Cherishing the Christmas Chaos

Celebrating Christmas in Hong Kong

Spending a year and a half on a bike, camping in a tent, with two children, somehow opens our eyes to truths we forget in our busy lives. This Christmas I want to share with you the words of a newsletter I wrote in Japan, on our family’s world cycling tour. They ring as true today as before–perhaps even more so as many of us struggle to feel happy about the world we live in after Covid.

For the past thirteen years, since the birth of our daughters Anya and Yvonne, the holiday season from October to January has tended to resemble a crazy roller coaster ride–climbing to the top of one American holiday, to whiz far too rapidly down and around to the next big celebration. Indeed I must humbly admit that, by the time December approaches, I have occasionally felt positively Grinch-like: complaining about my aching feet after a long day of traipsing around Seattle searching for gifts; getting frustrated at the long lines in the Town and Country supermarket; and exhaustedly hurrying the already harassed looking barista at Bainbridge Bakers before rushing off to yet another holiday event.

Yet this fall, as our family continues our world cycling tour for asthma through Asia–spending Halloween in China, Thanksgiving in Japan, and Christmas in Taiwan– I have begun to look back with nostalgia on the hustle and bustle of our American holidays, and to realize that perhaps I (like many of my fellow holiday grumblers) have judged the tinsel and glitter of the season a little too harshly. After two months of pedaling through the drab, solemn, colorless poverty of Eastern Europe and Russia, where store shelves all carry the same limited monotonous supply of basic living goods, I confess that the tawdry lights and commercial holiday shopping bustle of American stores seem an amazing luxury.
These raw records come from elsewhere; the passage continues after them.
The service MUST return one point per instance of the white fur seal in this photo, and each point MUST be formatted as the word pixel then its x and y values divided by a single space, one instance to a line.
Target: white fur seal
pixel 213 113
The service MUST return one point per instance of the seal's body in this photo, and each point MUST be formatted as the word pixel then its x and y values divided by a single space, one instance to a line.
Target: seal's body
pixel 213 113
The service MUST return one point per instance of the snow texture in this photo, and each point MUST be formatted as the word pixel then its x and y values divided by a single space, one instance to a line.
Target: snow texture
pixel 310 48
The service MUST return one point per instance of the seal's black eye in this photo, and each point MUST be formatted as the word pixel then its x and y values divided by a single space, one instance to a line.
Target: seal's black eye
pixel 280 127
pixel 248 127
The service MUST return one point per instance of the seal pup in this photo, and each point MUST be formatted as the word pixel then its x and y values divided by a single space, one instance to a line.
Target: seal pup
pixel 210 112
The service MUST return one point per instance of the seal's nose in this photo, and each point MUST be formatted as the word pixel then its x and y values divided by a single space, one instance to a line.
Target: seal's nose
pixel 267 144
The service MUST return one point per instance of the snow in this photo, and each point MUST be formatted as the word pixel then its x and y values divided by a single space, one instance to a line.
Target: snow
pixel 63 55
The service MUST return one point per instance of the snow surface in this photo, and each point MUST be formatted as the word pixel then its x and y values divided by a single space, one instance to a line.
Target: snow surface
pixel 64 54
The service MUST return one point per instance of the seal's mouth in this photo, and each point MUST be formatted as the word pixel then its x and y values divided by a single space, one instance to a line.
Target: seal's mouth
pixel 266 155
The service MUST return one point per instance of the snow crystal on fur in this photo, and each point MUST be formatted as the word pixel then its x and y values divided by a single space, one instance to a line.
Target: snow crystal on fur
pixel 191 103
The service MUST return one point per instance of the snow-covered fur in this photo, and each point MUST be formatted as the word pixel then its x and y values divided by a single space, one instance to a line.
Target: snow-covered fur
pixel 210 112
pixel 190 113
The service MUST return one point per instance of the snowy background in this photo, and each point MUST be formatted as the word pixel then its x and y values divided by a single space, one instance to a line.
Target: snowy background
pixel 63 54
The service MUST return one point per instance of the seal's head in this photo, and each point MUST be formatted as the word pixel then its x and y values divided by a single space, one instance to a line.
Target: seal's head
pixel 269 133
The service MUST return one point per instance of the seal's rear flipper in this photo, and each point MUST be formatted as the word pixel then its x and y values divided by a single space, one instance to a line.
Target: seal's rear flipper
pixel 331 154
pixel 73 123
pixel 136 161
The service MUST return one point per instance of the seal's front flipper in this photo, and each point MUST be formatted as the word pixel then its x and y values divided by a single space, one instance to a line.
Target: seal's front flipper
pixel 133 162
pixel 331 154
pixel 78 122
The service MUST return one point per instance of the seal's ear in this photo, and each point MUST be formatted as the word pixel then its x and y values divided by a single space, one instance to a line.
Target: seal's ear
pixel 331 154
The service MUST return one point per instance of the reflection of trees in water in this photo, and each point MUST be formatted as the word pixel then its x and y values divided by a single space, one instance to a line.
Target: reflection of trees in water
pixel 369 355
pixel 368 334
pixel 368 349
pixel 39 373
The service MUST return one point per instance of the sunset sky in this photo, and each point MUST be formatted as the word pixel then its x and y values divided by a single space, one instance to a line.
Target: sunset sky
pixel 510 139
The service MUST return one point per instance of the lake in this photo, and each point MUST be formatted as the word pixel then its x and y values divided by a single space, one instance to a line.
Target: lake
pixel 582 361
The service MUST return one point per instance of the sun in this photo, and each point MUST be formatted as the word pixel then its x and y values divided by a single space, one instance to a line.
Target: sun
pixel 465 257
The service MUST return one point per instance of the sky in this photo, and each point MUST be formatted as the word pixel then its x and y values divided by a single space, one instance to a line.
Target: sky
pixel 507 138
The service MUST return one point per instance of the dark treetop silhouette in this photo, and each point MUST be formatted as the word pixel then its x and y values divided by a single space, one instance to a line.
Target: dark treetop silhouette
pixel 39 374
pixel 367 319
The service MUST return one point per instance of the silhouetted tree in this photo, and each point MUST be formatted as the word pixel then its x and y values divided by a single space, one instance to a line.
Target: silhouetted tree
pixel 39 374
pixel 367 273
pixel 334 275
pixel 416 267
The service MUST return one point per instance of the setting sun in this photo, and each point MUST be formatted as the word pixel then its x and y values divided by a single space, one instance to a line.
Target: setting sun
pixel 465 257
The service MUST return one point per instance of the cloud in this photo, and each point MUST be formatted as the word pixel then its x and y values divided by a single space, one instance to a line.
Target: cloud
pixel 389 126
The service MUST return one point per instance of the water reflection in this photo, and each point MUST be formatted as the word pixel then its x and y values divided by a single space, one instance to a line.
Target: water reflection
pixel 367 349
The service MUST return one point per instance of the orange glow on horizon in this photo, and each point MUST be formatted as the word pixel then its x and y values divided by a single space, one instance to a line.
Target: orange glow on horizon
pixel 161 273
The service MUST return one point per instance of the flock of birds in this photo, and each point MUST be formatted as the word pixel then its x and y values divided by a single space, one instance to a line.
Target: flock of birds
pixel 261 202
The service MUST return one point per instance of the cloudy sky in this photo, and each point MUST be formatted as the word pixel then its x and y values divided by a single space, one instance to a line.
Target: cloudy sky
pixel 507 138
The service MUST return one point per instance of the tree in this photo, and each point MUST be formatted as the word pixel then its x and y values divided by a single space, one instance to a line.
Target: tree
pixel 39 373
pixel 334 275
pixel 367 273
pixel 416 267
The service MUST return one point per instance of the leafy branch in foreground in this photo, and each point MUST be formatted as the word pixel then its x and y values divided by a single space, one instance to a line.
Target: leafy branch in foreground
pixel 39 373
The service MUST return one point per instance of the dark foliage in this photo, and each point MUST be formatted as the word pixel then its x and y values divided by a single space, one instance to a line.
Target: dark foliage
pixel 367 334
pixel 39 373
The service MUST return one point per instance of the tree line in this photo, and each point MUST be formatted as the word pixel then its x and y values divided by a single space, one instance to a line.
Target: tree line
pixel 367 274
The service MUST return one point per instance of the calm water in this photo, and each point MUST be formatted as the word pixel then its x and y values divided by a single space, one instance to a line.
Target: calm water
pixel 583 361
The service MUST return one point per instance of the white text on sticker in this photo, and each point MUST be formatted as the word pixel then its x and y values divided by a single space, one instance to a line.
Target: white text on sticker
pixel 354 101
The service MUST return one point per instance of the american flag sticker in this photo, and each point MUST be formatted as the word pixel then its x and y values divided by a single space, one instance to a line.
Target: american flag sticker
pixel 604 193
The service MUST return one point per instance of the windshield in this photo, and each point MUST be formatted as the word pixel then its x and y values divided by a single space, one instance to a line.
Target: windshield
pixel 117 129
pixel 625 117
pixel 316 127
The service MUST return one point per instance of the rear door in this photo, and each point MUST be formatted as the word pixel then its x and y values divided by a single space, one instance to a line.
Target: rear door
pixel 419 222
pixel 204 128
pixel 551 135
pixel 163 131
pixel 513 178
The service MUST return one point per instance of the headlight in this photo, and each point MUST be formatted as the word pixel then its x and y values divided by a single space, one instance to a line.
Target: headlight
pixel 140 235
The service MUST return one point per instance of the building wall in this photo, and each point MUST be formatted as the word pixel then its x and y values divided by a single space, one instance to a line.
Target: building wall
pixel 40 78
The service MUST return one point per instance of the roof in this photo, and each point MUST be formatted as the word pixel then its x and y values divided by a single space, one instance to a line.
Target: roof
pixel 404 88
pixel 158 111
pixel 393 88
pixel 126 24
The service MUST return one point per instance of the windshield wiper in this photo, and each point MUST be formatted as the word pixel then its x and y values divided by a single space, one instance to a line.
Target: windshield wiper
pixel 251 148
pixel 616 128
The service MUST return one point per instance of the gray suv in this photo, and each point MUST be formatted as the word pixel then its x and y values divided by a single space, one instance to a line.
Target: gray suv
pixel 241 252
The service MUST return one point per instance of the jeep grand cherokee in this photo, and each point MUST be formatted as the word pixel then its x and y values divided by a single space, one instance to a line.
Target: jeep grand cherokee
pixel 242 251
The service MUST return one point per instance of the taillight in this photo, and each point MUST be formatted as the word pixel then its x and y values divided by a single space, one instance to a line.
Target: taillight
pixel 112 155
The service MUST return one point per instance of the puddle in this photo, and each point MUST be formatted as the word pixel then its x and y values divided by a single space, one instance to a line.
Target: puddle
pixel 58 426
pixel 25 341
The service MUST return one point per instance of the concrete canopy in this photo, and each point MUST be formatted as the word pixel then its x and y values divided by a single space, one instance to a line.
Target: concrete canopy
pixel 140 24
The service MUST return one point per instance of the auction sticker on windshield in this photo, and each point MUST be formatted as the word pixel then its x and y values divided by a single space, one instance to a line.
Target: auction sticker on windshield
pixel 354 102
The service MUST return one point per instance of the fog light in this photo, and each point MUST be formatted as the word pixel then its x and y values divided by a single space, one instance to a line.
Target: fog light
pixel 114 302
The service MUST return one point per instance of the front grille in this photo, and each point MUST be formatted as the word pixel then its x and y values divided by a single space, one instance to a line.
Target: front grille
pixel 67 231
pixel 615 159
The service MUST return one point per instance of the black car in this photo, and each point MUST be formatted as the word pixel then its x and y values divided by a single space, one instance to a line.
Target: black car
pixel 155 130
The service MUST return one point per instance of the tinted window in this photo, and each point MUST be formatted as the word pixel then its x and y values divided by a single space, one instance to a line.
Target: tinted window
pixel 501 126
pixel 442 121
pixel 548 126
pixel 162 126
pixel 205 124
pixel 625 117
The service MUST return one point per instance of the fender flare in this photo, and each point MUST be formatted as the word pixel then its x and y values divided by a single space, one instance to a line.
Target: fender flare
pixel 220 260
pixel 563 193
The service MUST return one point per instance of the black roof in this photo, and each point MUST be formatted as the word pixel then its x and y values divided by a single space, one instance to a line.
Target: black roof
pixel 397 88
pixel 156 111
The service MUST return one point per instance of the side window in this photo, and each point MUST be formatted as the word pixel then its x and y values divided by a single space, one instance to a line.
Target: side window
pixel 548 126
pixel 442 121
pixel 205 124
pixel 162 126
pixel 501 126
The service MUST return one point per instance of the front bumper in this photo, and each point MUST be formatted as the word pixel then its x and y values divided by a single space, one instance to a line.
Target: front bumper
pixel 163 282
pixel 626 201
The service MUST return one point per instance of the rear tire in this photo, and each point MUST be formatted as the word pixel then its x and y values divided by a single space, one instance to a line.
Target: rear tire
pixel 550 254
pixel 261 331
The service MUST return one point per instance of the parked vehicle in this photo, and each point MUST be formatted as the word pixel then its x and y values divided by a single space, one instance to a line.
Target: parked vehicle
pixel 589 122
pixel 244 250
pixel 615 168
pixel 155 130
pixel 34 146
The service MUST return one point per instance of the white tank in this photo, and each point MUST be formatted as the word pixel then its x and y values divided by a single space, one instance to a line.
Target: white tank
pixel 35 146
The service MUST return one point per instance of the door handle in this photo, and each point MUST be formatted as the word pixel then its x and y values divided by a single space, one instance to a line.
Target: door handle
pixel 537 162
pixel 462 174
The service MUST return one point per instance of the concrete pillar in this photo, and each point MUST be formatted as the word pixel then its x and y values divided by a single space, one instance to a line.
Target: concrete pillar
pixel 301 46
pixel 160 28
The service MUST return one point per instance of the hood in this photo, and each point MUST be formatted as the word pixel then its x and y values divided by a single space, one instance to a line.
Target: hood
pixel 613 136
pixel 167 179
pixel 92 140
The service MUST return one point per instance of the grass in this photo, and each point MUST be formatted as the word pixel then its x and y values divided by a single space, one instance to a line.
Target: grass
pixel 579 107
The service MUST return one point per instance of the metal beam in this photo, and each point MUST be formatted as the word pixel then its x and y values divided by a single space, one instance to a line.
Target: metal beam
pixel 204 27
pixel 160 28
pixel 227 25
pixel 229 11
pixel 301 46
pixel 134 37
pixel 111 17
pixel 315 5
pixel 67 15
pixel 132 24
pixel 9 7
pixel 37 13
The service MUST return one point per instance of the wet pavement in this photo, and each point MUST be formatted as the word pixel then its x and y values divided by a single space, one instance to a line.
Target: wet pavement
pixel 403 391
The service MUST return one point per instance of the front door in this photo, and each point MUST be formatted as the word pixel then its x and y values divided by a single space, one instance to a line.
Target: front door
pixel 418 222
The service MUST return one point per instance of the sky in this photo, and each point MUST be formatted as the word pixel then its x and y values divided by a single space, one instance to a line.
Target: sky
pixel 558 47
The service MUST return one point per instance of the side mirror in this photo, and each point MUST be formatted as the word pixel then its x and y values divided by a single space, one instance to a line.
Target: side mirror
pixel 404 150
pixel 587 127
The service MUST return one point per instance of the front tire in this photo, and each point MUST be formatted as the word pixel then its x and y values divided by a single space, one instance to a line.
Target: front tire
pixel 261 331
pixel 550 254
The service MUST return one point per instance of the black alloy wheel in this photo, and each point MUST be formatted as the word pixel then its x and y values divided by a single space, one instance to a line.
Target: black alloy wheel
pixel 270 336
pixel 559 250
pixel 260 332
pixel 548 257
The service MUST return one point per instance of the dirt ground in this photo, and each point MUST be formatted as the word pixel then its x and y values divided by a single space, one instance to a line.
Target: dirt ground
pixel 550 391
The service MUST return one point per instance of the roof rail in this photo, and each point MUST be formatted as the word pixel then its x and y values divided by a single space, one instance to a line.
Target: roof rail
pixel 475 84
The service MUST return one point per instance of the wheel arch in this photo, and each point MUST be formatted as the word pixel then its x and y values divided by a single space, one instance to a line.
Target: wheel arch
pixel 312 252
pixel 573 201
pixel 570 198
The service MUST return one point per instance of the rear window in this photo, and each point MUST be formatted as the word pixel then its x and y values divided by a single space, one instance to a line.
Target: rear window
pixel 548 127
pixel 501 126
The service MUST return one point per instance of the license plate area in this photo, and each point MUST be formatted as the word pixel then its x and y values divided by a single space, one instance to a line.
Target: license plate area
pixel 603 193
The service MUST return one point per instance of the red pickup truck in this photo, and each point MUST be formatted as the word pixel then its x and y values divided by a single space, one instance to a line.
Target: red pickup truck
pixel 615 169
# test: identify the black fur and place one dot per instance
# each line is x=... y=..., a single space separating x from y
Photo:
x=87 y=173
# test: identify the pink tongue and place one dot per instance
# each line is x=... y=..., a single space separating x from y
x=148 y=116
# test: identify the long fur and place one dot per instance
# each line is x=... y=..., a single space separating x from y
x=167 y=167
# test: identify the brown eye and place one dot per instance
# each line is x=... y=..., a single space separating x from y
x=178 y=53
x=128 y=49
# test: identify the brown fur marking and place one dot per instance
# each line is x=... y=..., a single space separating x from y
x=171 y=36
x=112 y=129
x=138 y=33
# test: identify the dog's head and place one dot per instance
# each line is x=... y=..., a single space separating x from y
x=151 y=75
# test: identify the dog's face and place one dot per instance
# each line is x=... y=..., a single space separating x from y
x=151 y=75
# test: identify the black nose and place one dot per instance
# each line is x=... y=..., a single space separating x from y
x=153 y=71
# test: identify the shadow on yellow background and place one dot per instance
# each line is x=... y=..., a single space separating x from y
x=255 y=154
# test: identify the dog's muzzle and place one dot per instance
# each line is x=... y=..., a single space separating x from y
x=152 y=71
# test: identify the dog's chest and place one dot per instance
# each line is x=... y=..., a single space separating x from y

Indeed, on Halloween, we were more than a little delighted to arrive in colorful, lively Beijing, streets filled with every kind of imaginable and unimaginable toy, gadget and gizmo. Trick-or-treating consisted of our girls knocking on the door of our hotel room, dressed in scarves, hats, and various assorted souvenirs collected in the past month . But at least we were able to provide a basket of (admittedly strange) Chinese plum, jelly and fish candies. As Anya and Yvonne observed the time honored Halloween tradition of sampling candy after candy in their bags, I was grateful that they had never faced a childhood in Communist Poland, where once a month, each family was given a coupon allowing them to purchase one–and only one–chocolate bar per child.

Paula takes an exhausted break after one more killer climb in Japan

By November, a month of being constantly hungry as we attempted futilely to fuel our rides over 3000 foot mountain passes in Japan and China with a diet of fish, rice, seaweed and Bok Choy, has given a new meaning to the tradition of an abundant meal at Thanksgiving. Desperately hungry and dreaming of pumpkin pie and turkey with stuffing, our family settled for a Thanksgiving dinner at a Japanese hamburger joint in Okinawa. Luckily for us the menu had photographs of the various entrees. (We had already learned from a number of earlier disasters that pointing to random Chinese or Japanese characters on the menu often led to receiving such unexpected meals as fried worms, tripe stew or seaweed soup.) Oddly enough, the menu also listed the caloric value of each meal. For the first time in our lives, instead of worrying about whether or not to have that second slice of pie, my husband Lorenz and I enthusiastically ordered combinations with the highest possible caloric value.

A nutritious meal in Taiwan with no calories

That evening I curled up on my tatami mat in the youth hostel, still hungry and feeling more than a little sorry for myself. Focusing on previous Thanksgiving dinners spent at a table piled high with food, laughter and friendship; I am ashamed to admit that the recent memory of camping in the field of a poor Lithuanian farmer–sharing the only loaf of bread from their completely empty cupboards–was far from my mind. It was our eleven year old daughter, Yvonne, who set me straight.

The next day, as we set our our evening meal of tempura vegetables, rice balls and fried fish, she remarked that we had failed to observe on of our most precious Thanksgiving traditions: giving thanks before the meal. And so, as we sat cross legged on the tatami mat around the simple Japanese meal, she began the ritual stating, “I am thankful for my friends and my family.”

One by one we continued, expressing thanks for our good health, for the opportunity we have to travel, for the many warm and generous people who have helped along the way, and for the countless blessings in our lives.

Next December, as I sit with my feet propped up on the ferry after a busy day of Christmas shopping, I hope I remember the simple lessons of an eleven year old: to be thankful that I live in a country and community where the store shelves are filled with an amazing chaos of choices; where despite the lines in the Town and Country supermarket, my table, my cupboards and my stomach will always be full; and where I can order a single tall latte, medium foam, and know that the barista, although frazzled, will not serve a bowl of squid instead!